I won’t go into the whole 5 Tibetans, I’ll let you look them up, just like Brian. Suffice it to say that they come to us via some American who encountered an Englishman who traveled to Tibet in the early 1900s and met a lama (not a llama, a lama), so you can see that this information comes directly from The Source. Anyway, apparently this lama offered to show the English gent a yoga routine that only takes a few minutes but will allow you to live forever. Or at least very healthily until you are dead. The lama was unmentionably old, apparently, possibly Abrahamic in his age. But very youthful.

I have incorporated the 5 Tibetans into my morning routine. An abundance of caution, or superstition, or that awful feeling you get when you get a chain letter or email has led me to it. Don't pass up this chance for eternal youthfulness until you are dead or you'll be sorry. And dead.

So, now, after my sun salutations and my physical therapy stretches - because I don’t want to break the chain, the Seinfeld chain, of successive days I’ve done sun salutations - I spin counterclockwise and so on.  And I feel great (except for the few recent days when I felt sick and had a fever, but never mind). And my hair isn't grey.

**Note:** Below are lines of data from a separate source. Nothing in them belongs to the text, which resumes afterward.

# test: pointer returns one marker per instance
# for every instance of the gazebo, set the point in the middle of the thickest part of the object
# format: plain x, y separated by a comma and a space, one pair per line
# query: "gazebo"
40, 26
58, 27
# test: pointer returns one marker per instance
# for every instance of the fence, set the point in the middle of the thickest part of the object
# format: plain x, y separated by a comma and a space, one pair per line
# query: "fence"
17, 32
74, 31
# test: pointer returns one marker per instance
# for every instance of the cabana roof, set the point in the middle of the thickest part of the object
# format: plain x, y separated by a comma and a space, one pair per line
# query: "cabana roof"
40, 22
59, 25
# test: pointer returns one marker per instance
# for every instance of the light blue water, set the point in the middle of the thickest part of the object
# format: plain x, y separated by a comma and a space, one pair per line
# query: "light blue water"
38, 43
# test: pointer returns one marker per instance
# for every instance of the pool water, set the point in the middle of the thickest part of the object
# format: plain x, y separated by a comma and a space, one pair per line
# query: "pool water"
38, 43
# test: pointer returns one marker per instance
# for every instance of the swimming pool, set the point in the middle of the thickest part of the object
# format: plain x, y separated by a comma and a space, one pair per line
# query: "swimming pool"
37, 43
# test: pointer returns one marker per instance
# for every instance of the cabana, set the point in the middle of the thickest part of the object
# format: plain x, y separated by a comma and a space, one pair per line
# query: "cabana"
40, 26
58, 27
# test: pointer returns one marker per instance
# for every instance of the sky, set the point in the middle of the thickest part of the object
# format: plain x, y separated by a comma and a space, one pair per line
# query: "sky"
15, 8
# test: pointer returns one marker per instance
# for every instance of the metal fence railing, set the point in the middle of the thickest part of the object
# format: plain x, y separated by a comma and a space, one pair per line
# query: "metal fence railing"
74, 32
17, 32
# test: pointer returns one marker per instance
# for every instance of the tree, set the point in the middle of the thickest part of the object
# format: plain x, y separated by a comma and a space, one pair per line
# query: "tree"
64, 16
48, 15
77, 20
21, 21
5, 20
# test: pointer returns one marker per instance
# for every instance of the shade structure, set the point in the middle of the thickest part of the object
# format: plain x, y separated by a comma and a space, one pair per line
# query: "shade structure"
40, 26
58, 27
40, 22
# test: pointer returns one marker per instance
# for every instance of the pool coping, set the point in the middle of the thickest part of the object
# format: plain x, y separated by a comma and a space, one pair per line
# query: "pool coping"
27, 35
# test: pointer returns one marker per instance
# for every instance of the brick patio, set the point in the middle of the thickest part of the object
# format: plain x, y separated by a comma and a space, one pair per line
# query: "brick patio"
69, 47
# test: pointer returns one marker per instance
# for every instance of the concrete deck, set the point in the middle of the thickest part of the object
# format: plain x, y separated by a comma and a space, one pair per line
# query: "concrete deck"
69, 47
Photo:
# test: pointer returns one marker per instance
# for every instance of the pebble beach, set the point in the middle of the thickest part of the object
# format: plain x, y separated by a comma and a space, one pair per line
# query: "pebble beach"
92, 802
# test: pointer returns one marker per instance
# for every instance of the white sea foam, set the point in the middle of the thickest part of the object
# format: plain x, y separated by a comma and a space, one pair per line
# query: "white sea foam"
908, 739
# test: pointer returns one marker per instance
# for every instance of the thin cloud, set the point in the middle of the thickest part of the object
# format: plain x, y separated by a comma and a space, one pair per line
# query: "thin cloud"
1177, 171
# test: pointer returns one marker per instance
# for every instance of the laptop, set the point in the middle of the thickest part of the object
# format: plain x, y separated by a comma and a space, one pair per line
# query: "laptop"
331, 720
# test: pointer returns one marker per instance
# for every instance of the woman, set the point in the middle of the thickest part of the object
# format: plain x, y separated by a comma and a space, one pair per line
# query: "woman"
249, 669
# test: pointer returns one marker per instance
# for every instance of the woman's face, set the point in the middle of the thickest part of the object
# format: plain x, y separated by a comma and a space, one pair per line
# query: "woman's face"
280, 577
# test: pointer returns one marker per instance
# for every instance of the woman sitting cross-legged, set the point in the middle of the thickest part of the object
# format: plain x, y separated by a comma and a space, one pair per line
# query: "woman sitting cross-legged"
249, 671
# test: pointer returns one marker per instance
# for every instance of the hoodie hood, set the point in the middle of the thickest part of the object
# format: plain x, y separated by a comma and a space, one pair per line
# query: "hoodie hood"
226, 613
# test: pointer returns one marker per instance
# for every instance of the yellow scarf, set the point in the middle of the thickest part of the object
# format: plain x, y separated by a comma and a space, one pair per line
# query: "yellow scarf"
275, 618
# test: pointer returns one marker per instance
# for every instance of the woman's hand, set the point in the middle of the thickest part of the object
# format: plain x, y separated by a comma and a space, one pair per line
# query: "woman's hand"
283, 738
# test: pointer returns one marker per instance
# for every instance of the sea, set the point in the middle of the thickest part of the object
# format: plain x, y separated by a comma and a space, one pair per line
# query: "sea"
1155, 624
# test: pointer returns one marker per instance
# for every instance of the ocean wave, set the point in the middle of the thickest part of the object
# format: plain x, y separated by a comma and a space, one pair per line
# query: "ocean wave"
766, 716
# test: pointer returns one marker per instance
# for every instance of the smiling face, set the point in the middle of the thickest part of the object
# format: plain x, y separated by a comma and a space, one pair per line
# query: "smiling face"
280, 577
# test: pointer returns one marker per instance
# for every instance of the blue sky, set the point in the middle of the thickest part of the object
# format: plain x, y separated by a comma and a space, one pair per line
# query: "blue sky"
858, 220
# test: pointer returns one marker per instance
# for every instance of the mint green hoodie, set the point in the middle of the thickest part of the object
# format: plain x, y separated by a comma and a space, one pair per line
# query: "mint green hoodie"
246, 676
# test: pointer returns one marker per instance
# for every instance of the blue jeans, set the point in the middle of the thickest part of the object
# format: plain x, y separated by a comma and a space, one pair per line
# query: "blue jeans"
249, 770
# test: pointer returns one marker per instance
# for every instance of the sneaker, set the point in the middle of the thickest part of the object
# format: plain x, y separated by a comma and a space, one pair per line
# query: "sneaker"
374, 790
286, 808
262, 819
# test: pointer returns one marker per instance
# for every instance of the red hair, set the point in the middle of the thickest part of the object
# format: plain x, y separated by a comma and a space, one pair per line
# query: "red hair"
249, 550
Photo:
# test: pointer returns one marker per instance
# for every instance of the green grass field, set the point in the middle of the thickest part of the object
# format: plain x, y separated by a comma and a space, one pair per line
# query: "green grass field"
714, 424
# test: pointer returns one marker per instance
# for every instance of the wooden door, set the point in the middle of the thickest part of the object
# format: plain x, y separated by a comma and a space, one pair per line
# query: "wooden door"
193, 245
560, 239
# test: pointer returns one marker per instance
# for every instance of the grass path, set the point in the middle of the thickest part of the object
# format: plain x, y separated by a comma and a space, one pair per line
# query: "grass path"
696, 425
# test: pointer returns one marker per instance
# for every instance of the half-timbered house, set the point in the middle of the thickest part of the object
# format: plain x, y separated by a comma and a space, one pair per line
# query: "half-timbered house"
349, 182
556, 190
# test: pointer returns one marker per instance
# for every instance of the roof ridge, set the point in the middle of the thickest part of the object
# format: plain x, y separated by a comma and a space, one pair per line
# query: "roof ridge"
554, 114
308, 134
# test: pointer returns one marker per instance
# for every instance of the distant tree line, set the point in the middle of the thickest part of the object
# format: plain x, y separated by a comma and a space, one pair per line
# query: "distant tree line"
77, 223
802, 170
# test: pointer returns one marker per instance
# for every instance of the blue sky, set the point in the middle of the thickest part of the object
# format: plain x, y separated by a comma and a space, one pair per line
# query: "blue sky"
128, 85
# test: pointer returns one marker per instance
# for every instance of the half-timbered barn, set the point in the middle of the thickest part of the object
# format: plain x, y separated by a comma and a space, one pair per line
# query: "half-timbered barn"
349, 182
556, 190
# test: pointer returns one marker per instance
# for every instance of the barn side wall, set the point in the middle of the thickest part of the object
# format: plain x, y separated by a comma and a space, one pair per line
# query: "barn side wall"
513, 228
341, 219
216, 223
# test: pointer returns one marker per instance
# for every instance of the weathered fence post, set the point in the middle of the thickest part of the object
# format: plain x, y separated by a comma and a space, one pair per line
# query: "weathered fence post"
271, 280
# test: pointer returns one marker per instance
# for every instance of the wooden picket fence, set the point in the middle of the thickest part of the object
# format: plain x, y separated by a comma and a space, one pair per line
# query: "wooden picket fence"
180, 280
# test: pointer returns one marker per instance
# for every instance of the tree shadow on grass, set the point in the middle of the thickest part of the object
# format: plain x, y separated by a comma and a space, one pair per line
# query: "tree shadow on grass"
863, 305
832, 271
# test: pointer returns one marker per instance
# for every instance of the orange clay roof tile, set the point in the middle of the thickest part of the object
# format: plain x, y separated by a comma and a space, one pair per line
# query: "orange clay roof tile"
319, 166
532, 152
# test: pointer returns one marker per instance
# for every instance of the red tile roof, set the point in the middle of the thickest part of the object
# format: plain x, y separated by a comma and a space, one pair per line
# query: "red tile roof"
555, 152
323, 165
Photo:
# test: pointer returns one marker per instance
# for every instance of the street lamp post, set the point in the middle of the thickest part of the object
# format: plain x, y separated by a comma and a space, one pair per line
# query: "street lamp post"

The 5 Tibetans remind me of a move from Masunaga's Zen Imagery Exercises. What are those, you say? Well, back in the 1990s, one of my roommates dated a modern dancer and this dancer had a teacher who introduced her to these exercises that were supposed to get the chi flowing through all your meridians and guarantee eternal life and so on. Or at least get your chi flowing. I did those for awhile, and then life went on. The chi flowed. However, my back gave out, due to my repetitive stress injury from my boring data entry job, my roommate broke up with the dancer, and the dancer moved on. Where are you, Joy? 


What is the point here, you wonder? Well, I torment my family with these words of wisdom, "It is almost always better to exercise." Regular exercise has been part of my life forever. And that is my point, Readers. Exercise is elemental to success.